Posada was also a “commander” in the Commanders of United Revolutionary Organizations (CORU), an organization founded by longtime terrorist Orlando Bosch. FBI and CIA documents revealed that CORU was “involved in more than 50 bombings and, quite likely, political assassinations,” Jane Franklin reported in Granma International.
He was convicted of the 1976 bombing of a Cubana airliner that killed all 73 people on board.

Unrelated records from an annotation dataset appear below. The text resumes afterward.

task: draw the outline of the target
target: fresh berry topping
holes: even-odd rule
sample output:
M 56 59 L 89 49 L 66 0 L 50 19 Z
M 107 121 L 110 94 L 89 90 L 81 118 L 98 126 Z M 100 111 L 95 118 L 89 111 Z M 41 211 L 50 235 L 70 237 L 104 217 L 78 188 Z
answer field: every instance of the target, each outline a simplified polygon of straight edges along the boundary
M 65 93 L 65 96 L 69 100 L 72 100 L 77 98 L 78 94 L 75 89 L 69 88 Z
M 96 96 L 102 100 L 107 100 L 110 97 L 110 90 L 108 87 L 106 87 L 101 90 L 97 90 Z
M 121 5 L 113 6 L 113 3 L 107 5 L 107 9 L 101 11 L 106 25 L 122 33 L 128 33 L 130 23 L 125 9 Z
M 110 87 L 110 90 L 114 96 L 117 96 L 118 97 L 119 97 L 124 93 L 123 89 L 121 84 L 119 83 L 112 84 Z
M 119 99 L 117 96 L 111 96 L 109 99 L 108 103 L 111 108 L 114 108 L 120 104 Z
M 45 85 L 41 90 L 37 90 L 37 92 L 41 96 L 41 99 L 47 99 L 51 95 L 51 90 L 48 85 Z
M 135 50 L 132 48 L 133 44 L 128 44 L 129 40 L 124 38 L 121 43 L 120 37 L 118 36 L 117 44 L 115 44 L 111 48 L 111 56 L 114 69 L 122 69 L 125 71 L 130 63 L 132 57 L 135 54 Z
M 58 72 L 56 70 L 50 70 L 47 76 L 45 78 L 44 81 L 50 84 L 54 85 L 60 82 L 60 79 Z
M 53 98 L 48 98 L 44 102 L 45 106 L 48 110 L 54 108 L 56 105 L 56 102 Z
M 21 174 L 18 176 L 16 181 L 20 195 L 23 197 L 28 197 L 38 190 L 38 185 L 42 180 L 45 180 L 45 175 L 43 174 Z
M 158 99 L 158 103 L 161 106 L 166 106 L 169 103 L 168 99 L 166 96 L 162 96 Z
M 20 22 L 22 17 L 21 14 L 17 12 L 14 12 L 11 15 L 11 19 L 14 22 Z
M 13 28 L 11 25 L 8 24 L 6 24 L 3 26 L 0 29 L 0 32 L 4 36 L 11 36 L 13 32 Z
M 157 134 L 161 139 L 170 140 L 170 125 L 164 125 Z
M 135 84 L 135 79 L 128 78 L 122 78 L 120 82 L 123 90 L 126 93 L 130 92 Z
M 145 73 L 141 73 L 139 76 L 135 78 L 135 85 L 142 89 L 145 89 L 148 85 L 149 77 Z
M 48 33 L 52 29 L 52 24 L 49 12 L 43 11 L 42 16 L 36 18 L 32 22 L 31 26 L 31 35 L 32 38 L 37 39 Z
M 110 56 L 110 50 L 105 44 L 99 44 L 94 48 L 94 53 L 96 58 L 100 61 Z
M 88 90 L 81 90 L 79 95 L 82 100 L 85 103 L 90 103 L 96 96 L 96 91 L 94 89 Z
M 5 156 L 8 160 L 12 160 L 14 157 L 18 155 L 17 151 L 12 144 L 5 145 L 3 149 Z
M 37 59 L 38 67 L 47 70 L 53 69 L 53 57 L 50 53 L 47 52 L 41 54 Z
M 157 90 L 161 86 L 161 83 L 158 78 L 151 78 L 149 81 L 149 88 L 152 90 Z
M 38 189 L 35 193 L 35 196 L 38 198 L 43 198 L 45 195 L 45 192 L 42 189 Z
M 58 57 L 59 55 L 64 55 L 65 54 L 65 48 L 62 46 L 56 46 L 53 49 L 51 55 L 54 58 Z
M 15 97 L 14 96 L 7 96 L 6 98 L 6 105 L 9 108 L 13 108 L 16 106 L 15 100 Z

After serving 8 years in a Venezuelan prison, he escaped in 1985. Posada Carriles acknowledged organizing Cuban hotel bombings that killed an Italian tourist and injured 11 other people in 1997.
In 1998 Posada Carriles told the New York Times that many of his efforts had been supported by Cuban-American leaders, most notably by Jorge Mas Canosa, the founder and head of the Cuban-American National Foundation (CANF), who died the previous year. "Jorge controlled everything," Posada told the New York Times’ Ann Louise Bardach and Larry Rohter. "Whenever I needed money, he said to give me $5,000, give me $10,000, give me $15,000, and they sent it to me." He admitted to having received nearly $200,000 from the CANF.
The CANF denied having played any role in Posada Carriles’ operations, saying “any allegation, implication, or suggestion that members of the Cuban American National Foundation have financed any alleged 'acts of violence' against the Castro regime are totally and patently false."
Winning the votes of Florida’s Cuban American community is a key to a Bush victory in November. At this point, he appears to be walking a tightrope between hardliners who are advocating even greater travel restrictions (as suggested by then White House National Security Adviser Otto Reich, Bush tightened restrictions on travel in June) and a more aggressive anti-Castro posture, and activists who favor more contact with the island. Bush has scheduled a pre-convention appearance in Miami as part of his campaign swing through several battleground states. The timely Panama pardon of four Cuban exile community favorites should make the Bush visit that much more triumphant.
Bill Berkowitz is a longtime observer of the conservative movement. His WorkingForChange.com column Conservative Watch documents the strategies, players, institutions, victories and defeats of the American Right.